But the next exception we think well taken. The plaintiff deemed it important to her case, and to overcome the evidence on the part of the defendant given to establish the fact of suicide of the deceased, to give evidence in rebuttal, that the deceased had died of heart disease, or something taken to relieve suffering of heart disease, and that he had been suffering with such disease from a time anterior to his application for membership in the defendant association. In his application he represented himself as being of good health, and without any disease that would likely shorten *519life. The plaintiff obtained the verdict, and how much weight was allowed to her testimony it is difficult to conjecture — it may have been considerable. If the truth was told in the application, it goes a good way to refute the statement of the plaintiff in her testimony. Her claim is founded upon the assumed truth of the representations in that application, and there can be no good reason why. she should not bear the consequences of the conflict of statement. It is certainly right that the defendant should be allowed to break the force of the plaintiff’s testimony by showing that it is in conflict with the representation upon which her claim is based.

Upon the whole evidence, the plaintiff offered seven prayers for instruction to the jury, and they were all granted. The defendant excepted, but we find no just ground for exception in any of these instructions granted. We shall not recite them here; they can be set out in the report of the case, but we think they fairly and correctly embody the propositions to which the facts of the case give rise, and fully instruct the jury as to the scope of their inquiry.

The defendant offered several propositions for instruction; but only the second, as amended by the court, was granted. That prayer as granted instructed the jury that if they should be satisfied from the evidence that Martin V. Casey committed suicide' — that is, purposely caused his own death — the verdict must be for the defendant. This gave the defendant the full benefit of the defense made by it, in the discussion of the facts before the jury, and in consideration of the evidence by that tribunal. All the other prayers offered by the defendant were rejected.

By the first of these prayers, the court was requested' to instruct the jury that, upon the whole evidence in the case, the defendant was entitled to the verdict. This was simply asking the court to usurp the function of the jury, and to dispose of the case upon its- own view of and conclusion from the facts. This could not have been done upon any just principle of a common law trial by jury.

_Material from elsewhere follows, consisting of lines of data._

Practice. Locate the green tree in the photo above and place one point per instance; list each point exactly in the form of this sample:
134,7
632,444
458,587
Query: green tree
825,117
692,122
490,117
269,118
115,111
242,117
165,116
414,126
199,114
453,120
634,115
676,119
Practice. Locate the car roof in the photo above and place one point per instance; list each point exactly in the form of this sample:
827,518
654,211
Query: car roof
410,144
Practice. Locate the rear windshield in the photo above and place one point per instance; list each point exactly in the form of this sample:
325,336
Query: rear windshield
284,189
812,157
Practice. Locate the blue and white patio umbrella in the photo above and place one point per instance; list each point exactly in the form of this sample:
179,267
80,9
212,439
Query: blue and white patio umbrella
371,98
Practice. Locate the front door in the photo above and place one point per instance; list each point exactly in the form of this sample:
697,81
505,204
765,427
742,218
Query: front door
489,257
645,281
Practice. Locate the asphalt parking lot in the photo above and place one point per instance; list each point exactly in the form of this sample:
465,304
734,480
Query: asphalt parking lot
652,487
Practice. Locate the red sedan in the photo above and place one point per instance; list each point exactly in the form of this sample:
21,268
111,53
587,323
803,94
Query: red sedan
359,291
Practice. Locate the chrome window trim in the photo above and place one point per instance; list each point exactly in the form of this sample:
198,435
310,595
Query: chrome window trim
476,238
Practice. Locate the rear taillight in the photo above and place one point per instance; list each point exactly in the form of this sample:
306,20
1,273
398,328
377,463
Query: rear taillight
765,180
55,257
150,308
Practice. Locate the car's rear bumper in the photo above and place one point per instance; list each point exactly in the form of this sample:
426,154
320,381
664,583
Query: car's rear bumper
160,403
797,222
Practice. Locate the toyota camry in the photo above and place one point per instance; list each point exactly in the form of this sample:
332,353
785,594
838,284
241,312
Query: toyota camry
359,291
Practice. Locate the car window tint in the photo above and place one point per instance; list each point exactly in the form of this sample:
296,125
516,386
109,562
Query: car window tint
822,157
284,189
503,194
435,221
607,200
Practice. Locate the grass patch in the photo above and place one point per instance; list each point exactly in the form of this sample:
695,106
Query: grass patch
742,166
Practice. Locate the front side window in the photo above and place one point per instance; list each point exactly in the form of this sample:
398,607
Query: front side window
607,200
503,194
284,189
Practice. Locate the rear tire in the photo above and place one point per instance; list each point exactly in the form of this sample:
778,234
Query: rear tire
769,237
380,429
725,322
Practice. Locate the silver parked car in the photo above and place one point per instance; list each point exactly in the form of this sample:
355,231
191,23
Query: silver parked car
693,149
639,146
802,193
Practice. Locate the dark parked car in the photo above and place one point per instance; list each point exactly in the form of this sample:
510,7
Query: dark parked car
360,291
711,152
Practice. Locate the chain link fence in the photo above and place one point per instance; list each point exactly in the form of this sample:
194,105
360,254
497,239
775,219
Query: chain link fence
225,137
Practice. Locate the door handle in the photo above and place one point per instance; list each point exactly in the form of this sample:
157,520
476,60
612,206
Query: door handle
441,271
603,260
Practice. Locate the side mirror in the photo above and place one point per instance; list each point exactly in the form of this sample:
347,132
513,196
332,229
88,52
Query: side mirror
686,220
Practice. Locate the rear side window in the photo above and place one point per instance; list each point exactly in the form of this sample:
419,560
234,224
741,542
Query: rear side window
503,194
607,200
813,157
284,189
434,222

*520As we have seen, the plaintiff had made a prima facie case to entitle her to recover; and the evidence offered to overcome that prima facie case was of a nature to be susceptible of much argument and scientific scrutiny. This defensive evidence was of a nature to be urged with more or less effect with the jury, as they should believe in the skill and accuracy of judgment of the physicians who had testified; and the jury could not be deprived of their right thus to weigh and scrutinize the testimony. Testimony of the nature and character of that given in this case, is especially required to be passed upon by the jury. Spring Co. v. Edgar, 99 U. S., 657, 658. The weight of evidence is for the jury, and not for the judge. As said by the Supreme Court of the United States, in Ins. Co. v. Doster, 106 U. S., 30, 32, and again in Ins. Co. v. Lathrop, 111 U. S., 615, “where a cause fairly depends upon the effect or weight of testimony, it is one for the consideration and determination of the jury, under proper directions as to the principles of law involved. It should never be withdrawn from them unless the testimony be of such a conclusive character as to compel the court, in the exercise of a sound legal discretion, to set aside a verdict returned in opposition to it.”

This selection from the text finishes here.